8'Eat, Pray, Love' by Elizabeth Gilbert
Is there anything in this life more desperately sad than watching a thin actress pretend to enjoy pizza onscreen, knowing full well that she must diet constantly to maintain Hollywood's unreasonable standards of beauty? Anyway, Eat, Pray, Love is a feel-good memoir about travel and food and finding oneself. It doesn't really have a plot. It doesn't really make sense to try to give it a plot. It shouldn't have been a movie.
9'Never Let Me Go' by Kazuo Ishiguro
This is another book that isn't bad as a movie... it just didn't need to be a movie. Kazuo Ishiguro's tragic novel works best as a tragic novel: a slow burn of romance and dystopian horror that still feels rooted in reality. The movie (like many movies) takes a subtle story and makes it overwhelmingly pretty and sad—the subtlety that works on the page translates to a lot of staring into the distance onscreen.
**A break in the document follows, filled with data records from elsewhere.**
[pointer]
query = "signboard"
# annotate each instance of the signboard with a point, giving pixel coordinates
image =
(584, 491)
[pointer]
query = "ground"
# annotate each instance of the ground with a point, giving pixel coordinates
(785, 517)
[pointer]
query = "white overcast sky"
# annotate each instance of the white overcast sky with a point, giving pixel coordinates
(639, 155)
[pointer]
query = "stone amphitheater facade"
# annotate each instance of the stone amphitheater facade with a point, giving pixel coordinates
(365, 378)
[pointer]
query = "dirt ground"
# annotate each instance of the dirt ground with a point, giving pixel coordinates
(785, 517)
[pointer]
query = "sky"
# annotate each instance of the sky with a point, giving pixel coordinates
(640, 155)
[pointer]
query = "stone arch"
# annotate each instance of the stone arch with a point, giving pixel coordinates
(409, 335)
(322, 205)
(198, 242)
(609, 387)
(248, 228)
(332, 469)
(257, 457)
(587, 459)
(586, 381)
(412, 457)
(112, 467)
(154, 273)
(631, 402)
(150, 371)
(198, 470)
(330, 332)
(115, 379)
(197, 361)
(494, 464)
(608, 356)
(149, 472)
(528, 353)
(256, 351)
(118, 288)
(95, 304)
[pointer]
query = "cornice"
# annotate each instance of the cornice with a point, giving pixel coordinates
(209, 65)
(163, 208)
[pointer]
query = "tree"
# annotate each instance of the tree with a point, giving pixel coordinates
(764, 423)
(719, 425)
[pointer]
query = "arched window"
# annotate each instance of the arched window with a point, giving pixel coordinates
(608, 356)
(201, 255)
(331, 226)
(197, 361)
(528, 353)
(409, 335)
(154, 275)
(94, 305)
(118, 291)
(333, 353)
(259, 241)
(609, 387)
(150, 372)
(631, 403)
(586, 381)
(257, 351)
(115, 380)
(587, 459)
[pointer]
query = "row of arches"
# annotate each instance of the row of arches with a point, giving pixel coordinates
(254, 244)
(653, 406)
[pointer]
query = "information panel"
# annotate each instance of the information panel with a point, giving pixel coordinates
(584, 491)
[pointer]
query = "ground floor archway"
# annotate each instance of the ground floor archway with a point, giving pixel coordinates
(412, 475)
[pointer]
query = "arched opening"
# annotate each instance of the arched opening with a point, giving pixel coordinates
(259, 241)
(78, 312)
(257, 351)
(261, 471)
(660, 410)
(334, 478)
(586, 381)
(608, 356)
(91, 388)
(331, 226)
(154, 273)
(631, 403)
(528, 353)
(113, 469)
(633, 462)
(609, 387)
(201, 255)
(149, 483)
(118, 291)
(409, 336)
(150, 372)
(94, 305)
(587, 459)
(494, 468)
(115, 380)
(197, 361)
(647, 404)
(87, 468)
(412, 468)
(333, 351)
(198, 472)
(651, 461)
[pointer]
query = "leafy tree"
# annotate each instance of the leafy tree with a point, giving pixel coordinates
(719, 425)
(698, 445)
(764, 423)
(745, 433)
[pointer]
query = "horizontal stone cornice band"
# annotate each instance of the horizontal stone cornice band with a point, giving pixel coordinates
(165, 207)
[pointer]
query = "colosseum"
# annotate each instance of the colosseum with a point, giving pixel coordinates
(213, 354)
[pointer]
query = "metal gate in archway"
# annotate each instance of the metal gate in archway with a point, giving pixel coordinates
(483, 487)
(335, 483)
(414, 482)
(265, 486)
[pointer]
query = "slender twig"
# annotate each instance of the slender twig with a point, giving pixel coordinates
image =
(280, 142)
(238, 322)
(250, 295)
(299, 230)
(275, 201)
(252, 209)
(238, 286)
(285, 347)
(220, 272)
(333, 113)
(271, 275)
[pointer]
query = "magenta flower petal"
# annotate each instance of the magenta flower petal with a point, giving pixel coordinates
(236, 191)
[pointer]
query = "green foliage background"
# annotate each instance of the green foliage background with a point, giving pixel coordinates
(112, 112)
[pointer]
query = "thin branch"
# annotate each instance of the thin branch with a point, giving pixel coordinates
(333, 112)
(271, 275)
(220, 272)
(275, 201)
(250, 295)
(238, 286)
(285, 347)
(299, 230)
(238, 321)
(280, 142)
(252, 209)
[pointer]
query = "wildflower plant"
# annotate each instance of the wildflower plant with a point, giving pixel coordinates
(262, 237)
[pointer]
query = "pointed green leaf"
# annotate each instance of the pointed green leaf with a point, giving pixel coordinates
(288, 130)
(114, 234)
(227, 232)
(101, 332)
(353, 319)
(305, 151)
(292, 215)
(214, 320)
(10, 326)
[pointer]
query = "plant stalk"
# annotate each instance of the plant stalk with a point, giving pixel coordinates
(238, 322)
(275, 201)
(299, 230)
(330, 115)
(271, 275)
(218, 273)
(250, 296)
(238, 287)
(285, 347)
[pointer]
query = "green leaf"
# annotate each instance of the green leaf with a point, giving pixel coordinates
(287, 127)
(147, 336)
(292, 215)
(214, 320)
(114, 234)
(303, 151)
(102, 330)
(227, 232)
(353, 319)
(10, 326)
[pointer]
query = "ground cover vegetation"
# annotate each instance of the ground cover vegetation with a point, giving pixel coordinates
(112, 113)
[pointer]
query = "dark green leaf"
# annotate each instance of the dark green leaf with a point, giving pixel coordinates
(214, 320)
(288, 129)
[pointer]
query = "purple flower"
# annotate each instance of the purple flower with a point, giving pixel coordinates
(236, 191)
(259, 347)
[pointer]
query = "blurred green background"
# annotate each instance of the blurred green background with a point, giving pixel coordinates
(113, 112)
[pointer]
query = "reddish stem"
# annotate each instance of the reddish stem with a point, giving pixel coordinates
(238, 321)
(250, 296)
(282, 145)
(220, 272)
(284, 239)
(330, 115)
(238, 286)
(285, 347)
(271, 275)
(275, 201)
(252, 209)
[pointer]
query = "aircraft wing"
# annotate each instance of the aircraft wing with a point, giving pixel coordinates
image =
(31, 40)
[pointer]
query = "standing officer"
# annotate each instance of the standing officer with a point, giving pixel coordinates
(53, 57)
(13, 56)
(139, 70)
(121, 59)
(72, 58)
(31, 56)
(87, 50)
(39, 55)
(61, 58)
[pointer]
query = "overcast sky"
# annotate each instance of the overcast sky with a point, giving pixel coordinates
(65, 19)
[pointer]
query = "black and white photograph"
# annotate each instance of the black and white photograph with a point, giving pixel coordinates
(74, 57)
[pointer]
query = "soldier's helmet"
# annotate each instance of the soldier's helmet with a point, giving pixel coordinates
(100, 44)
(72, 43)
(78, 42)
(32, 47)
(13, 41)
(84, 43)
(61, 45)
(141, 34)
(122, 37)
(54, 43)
10'The Cat in the Hat' by Dr. Seuss
What have we, as a species, done to deserve the modern plague of Seuss adaptations? I'd argue that Seuss's charming children's books make for charming short, animated films. Even the longer, computer animated Seuss adaptations have been bad but not unimaginably horrific. Live action adaptations of Seuss, like The Cat in the Hat, however, are their own circle of hell. This book had no business being turned into a live action film. No one was asking for that. Please make it stop.